図1-14 ウインド・インジケーター。他艇のメインシートに引っ掛けられたりしてなくならないように、ヒモでグースネックにつながれている。インジケーターは上下逆にしてもよい
レーザーでは、風のシフトを見つけるためにコンパスが使われる。もちろん、人によってはコンパスなしで、他のボートとのセイリングアングルの違いに注意することで風のシフトを見つけることができる。しかし、スタートや下マーク回航の直後に、ヘッダーの中にいるのかリフトの中にいるのか見分けるのは簡単ではない。そんな状況ではコンパスがあった方が有利だ。コンパスの使用方については8章で述べる
Silvaのレース用コンパスは、103Rはレーザーのために設計されており、最も一般的だ(図1-15)。タクティカル・スケールは、読みやすく、使いやすい。ベースプレートにコンパスをマウントするだけで準備ができる!コンパス・カードは赤道と北半球、南半球用があるので、エリアに合ったものを使う。
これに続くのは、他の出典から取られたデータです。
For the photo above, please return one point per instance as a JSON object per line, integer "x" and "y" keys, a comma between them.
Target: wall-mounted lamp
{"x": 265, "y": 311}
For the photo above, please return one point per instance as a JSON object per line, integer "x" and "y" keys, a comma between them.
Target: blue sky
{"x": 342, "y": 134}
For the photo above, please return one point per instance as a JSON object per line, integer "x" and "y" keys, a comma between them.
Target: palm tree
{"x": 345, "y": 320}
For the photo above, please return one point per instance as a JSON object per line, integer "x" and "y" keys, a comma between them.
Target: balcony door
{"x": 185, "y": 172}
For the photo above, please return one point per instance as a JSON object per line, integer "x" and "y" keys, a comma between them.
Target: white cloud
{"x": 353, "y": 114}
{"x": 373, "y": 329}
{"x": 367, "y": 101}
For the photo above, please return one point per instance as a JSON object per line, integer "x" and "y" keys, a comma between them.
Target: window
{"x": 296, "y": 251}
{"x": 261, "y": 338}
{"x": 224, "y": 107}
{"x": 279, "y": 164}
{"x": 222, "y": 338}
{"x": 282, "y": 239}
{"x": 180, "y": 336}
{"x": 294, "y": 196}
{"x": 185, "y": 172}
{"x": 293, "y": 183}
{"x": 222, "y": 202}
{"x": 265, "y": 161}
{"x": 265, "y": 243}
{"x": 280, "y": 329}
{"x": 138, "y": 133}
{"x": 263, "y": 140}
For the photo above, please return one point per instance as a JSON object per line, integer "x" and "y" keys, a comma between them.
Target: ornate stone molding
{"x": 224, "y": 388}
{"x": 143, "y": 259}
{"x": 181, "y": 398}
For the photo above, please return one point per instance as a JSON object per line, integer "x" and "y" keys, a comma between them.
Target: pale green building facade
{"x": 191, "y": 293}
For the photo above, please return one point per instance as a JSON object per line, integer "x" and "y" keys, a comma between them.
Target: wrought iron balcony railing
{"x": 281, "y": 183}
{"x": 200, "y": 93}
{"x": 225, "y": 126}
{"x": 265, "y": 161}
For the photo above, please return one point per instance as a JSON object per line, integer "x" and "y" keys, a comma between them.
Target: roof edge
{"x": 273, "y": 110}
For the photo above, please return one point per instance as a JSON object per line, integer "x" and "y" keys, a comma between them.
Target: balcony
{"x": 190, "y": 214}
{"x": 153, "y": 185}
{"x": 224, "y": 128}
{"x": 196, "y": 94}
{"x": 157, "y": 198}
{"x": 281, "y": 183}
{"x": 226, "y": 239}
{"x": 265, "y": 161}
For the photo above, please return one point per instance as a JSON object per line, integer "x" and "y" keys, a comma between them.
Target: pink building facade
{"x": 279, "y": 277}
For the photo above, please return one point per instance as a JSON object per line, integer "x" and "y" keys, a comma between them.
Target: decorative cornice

図1-15 ベース・プレートにボルト留めされたタクティカル・コンパス
身体能力は脱水状態で悪影響を受ける。適当な大きさ(750ml以上)の、内部が掃除しやすく乾燥させやすい広口のボトルを用意する。ショックコードを使ってハイキングストラップのアイの1つに取り付ける。図1-3の「システム」は最も単純なものだが、ボトルをはずしたりつけたりするのに時間がかかる。ショックコードからビンをはずす面倒を避けるには、より長いショックコードをトラベラー・フェアリードに通しておく方法もある。
レース水面で抗議するためには、赤いプロテスト旗は、最初の合理的機会で表示され、フィニッシュかリタイアのあとまで表示しておかなければならない。ブームのフロントエンドは、抗議旗をつけるのに適した場所で(図1-16)、簡単にアクセスできる、広げた時見つけられやすく、邪魔にもならない。
編注)国際セーリング競技規則2000〜2004(RRS)では、「ハルの長さ6m以下のボートは旗の掲示は必要ない」(61.1)とされ、上項のプロテスト旗は必要なくなった。
「プロテストの通知」は、「スキッパーによるプロテストの合図は、『自セール番号』そして『プロテスト』の
言葉と『相手セール番号』この合図を2回行う」(付則E5.2)

図1-16 ブーム前部にかぶせた手製のプロテスト旗。ほどくには端をひっぱるだけでよい
他のほとんどのクラスに比較して、レーザーに関する以上の準備は単純だ。メンテナンスはさらに簡単なので、最後の瞬間に、擦り切れたロープやゆるいリベットを取り替えるのを忘れたなどという言いわけは通用しない。最後の注意として、出艇前には栓(bung)をするのを忘れないこと!